4. Conduct ADA training.

The ADA Amendments Act went into effect in 2009. Ensure that your team, managers, and supervisors understand the new definitions and obligations to better engage and interact with your employees and applicants.

5. Update military leave policies.

With the recent passage and amendment to the FMLA military leave provisions for family members of military members, ensure that your policies accurately reflect the obligations under USERRA, FMLA, and any state laws with regard to protection extended to military
members and their families.

6. Review, update or implement performance evaluations.

Are you using the same evaluation forms you used a decade ago? Performance evaluations are only as good as the information they solicit. Review evaluation forms and update them to accurately capture the data you need. Train managers and employees to understand the process and the measurements utilized.

7. Update FMLA forms.

With the new regulations that went into effect in 2009, the Department of Labor published new FMLA certification forms and notifications that must be provided to employees. Review your forms and notices and ensure they are in compliance with the new regulations and DOL requirements.

8. Think before you layoff.

Unfortunately in these trying economic times, more and more employers are conducting layoffs or reductions in force. Before any actions are taken, ensure that you re-familiarize yourself with the WARN Act obligations and notifications required under the Older Workers Benefit Protections Act and ADEA. Severance packages and releases can be offered but there are obligations and limitations. A little extra time up front can prevent costly litigation later.

9. Conduct a thorough handbook review.

Update your handbook to ensure that all necessary policies are included, current and reflective of the 2009 laws. Has your company grown so that you are now covered by Family and Medical Leave or other provisions that you were not previously subject? When you make these updates, indicate the date that the handbook was revised, distribute the updated policies and obtain new acknowledgments from employees.

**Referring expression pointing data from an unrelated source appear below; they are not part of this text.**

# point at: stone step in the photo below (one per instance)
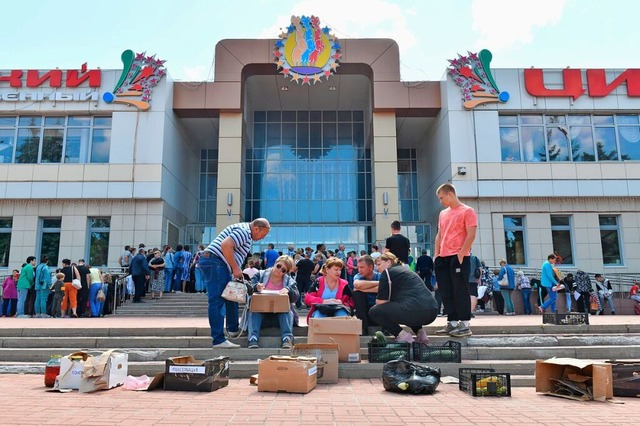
(271, 338)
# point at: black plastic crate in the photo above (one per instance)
(484, 382)
(383, 352)
(571, 318)
(449, 352)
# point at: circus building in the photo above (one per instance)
(321, 136)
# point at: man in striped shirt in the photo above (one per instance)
(219, 263)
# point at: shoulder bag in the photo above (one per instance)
(236, 291)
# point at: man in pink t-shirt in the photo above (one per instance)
(456, 231)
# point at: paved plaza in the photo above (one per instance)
(25, 400)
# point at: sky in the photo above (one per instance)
(44, 34)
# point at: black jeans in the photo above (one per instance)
(391, 314)
(360, 299)
(453, 283)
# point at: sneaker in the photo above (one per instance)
(233, 334)
(287, 343)
(226, 345)
(460, 331)
(421, 337)
(446, 330)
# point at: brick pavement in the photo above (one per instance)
(350, 402)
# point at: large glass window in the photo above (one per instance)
(610, 239)
(514, 239)
(408, 185)
(572, 137)
(55, 139)
(561, 237)
(99, 229)
(50, 239)
(5, 241)
(208, 186)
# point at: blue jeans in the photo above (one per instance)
(199, 283)
(168, 279)
(526, 300)
(177, 279)
(216, 275)
(96, 306)
(255, 323)
(41, 301)
(551, 301)
(508, 303)
(22, 299)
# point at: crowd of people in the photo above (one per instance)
(36, 291)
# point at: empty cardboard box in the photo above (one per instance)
(577, 379)
(187, 374)
(270, 303)
(345, 331)
(327, 358)
(287, 374)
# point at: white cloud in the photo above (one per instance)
(505, 23)
(353, 19)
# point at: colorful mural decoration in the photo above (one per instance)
(307, 52)
(140, 74)
(473, 75)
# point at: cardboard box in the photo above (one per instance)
(104, 371)
(187, 374)
(345, 331)
(270, 303)
(327, 358)
(71, 371)
(287, 374)
(593, 374)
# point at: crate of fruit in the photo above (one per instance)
(380, 350)
(570, 318)
(449, 352)
(484, 382)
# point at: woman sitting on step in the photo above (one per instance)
(274, 279)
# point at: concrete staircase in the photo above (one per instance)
(506, 348)
(171, 305)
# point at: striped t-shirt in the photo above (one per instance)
(240, 233)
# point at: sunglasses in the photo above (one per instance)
(282, 268)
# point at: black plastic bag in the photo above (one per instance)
(407, 377)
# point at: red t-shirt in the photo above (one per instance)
(452, 226)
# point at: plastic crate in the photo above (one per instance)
(497, 384)
(383, 352)
(571, 318)
(449, 352)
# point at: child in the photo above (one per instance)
(10, 294)
(58, 295)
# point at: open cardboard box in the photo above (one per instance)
(287, 374)
(269, 303)
(345, 331)
(594, 374)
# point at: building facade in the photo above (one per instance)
(329, 160)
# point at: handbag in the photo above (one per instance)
(328, 309)
(235, 291)
(504, 282)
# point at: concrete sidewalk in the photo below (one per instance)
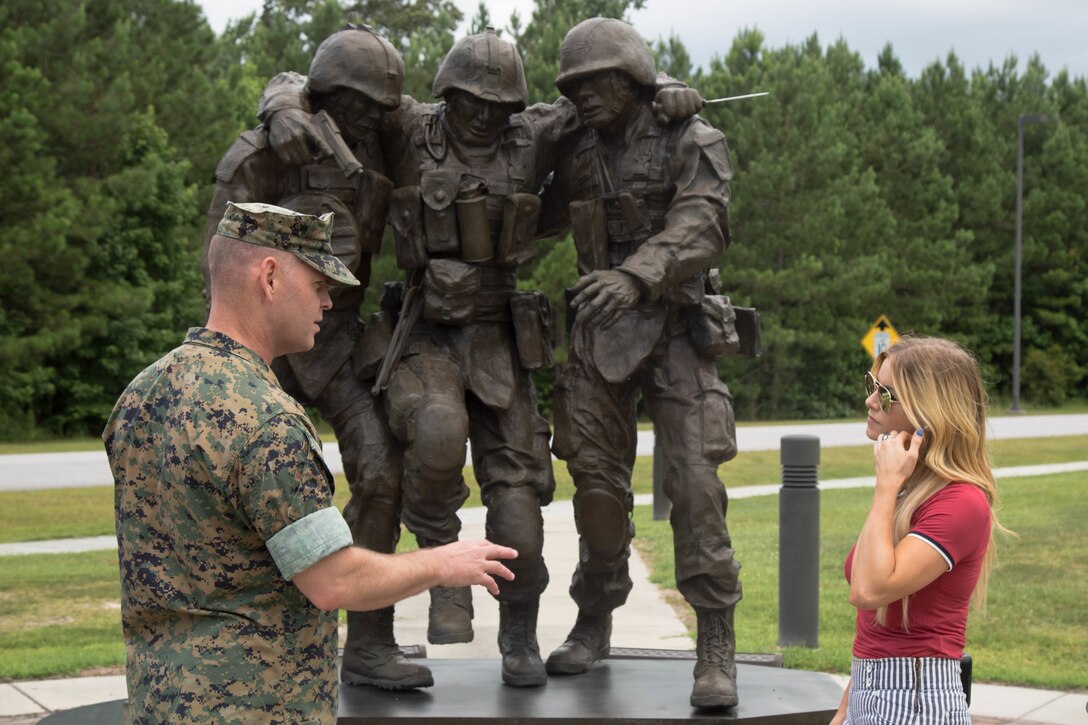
(646, 621)
(84, 468)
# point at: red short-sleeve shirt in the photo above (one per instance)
(955, 521)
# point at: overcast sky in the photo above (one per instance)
(919, 31)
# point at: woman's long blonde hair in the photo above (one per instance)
(940, 388)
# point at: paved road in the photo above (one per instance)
(53, 470)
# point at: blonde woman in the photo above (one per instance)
(926, 547)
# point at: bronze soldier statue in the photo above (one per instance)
(465, 213)
(356, 76)
(468, 171)
(648, 209)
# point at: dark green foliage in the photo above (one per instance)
(857, 192)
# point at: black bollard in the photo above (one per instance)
(662, 505)
(799, 543)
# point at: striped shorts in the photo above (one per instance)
(906, 691)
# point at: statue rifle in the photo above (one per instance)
(410, 309)
(330, 134)
(730, 98)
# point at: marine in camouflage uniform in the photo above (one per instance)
(356, 76)
(648, 206)
(222, 498)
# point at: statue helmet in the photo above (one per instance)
(486, 66)
(356, 57)
(604, 44)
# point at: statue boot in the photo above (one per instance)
(716, 665)
(517, 642)
(449, 618)
(371, 655)
(586, 643)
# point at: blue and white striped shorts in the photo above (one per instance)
(906, 691)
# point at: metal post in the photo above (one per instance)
(662, 505)
(1021, 120)
(799, 543)
(1016, 278)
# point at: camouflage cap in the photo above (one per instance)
(306, 236)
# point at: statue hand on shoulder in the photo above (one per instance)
(602, 296)
(295, 137)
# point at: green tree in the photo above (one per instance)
(98, 263)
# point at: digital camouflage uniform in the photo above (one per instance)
(325, 376)
(656, 211)
(221, 498)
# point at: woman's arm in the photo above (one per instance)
(882, 572)
(840, 714)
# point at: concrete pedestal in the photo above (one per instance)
(635, 691)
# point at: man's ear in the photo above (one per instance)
(269, 277)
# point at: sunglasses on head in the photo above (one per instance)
(887, 397)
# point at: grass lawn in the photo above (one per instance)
(59, 612)
(1036, 625)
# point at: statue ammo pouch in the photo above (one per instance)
(520, 213)
(371, 345)
(713, 327)
(532, 329)
(406, 216)
(589, 225)
(439, 189)
(372, 208)
(750, 331)
(449, 292)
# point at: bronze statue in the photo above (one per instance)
(355, 77)
(468, 173)
(648, 209)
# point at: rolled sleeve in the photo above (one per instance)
(301, 544)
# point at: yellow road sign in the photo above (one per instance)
(880, 336)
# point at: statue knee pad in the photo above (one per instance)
(602, 523)
(440, 432)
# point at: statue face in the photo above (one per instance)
(474, 121)
(356, 115)
(604, 100)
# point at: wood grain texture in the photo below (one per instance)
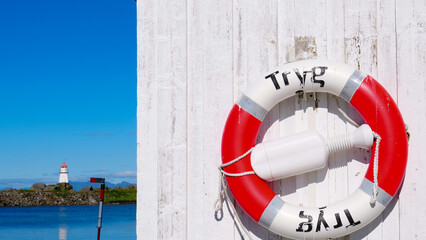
(195, 58)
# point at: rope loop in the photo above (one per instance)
(375, 169)
(221, 166)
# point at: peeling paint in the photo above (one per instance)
(305, 47)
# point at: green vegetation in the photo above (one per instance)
(114, 195)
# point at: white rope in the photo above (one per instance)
(376, 154)
(376, 169)
(221, 166)
(219, 204)
(223, 194)
(344, 114)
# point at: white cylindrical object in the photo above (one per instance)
(289, 156)
(303, 152)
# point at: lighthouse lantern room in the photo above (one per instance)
(63, 174)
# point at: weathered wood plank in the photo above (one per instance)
(217, 102)
(171, 119)
(411, 61)
(196, 57)
(147, 146)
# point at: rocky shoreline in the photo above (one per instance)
(55, 195)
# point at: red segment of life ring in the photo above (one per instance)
(378, 110)
(255, 197)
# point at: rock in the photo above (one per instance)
(86, 189)
(50, 187)
(38, 186)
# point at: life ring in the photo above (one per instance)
(376, 107)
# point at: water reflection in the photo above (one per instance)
(63, 233)
(63, 230)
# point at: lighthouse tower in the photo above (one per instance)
(63, 174)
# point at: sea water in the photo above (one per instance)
(67, 222)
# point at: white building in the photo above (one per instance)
(63, 174)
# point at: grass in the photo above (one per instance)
(113, 195)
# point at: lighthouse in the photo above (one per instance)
(63, 174)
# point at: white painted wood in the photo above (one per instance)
(196, 57)
(411, 60)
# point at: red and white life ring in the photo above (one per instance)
(376, 107)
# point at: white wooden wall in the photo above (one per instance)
(195, 57)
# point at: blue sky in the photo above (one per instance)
(67, 90)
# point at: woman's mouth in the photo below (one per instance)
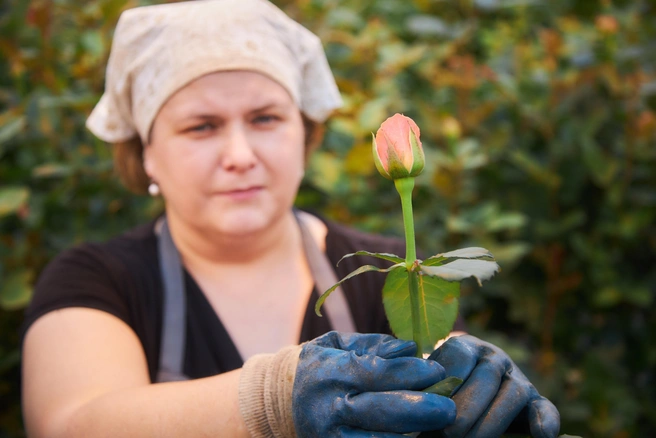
(241, 194)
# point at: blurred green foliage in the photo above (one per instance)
(539, 123)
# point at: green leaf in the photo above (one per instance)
(438, 306)
(16, 291)
(445, 387)
(380, 255)
(462, 268)
(360, 270)
(52, 170)
(463, 253)
(11, 128)
(12, 198)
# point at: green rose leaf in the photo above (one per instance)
(463, 253)
(360, 270)
(379, 255)
(460, 269)
(438, 306)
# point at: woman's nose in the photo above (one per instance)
(238, 153)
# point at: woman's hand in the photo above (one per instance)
(495, 394)
(353, 385)
(343, 385)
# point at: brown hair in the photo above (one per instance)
(128, 156)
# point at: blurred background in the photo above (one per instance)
(539, 122)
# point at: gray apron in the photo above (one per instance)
(174, 323)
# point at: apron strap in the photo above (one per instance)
(337, 308)
(174, 323)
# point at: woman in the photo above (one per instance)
(214, 104)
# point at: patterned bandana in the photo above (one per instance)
(159, 49)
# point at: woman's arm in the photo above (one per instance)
(85, 374)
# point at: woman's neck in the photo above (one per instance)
(200, 249)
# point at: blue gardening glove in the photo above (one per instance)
(495, 394)
(352, 385)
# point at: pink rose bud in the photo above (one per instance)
(397, 149)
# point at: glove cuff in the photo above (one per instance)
(265, 393)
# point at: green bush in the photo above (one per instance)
(539, 122)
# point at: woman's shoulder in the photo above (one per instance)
(131, 244)
(100, 275)
(350, 239)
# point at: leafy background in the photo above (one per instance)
(539, 122)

10. Update COBRA notices and policies.

Effective March 1, 2009, the American Recovery and Reinvestment Act of 2009 expands COBRA continuation coverage to provide a 65% federal subsidy toward COBRA premiums for up to nine months to individuals who were involuntarily terminated from their employment between September 1, 2008 and December 31, 2009. Employers are obligated to notify eligible individuals of their rights. You need to update COBRA policies and materials to include these provisions and new DOL notices; identify those employees who were involuntarily terminated after September 1, 2008, and notify them of their rights and responsibilities under ARRA; and develop processes and procedures for administration of the COBRA subsidy and reimbursement of the 65% of premiums.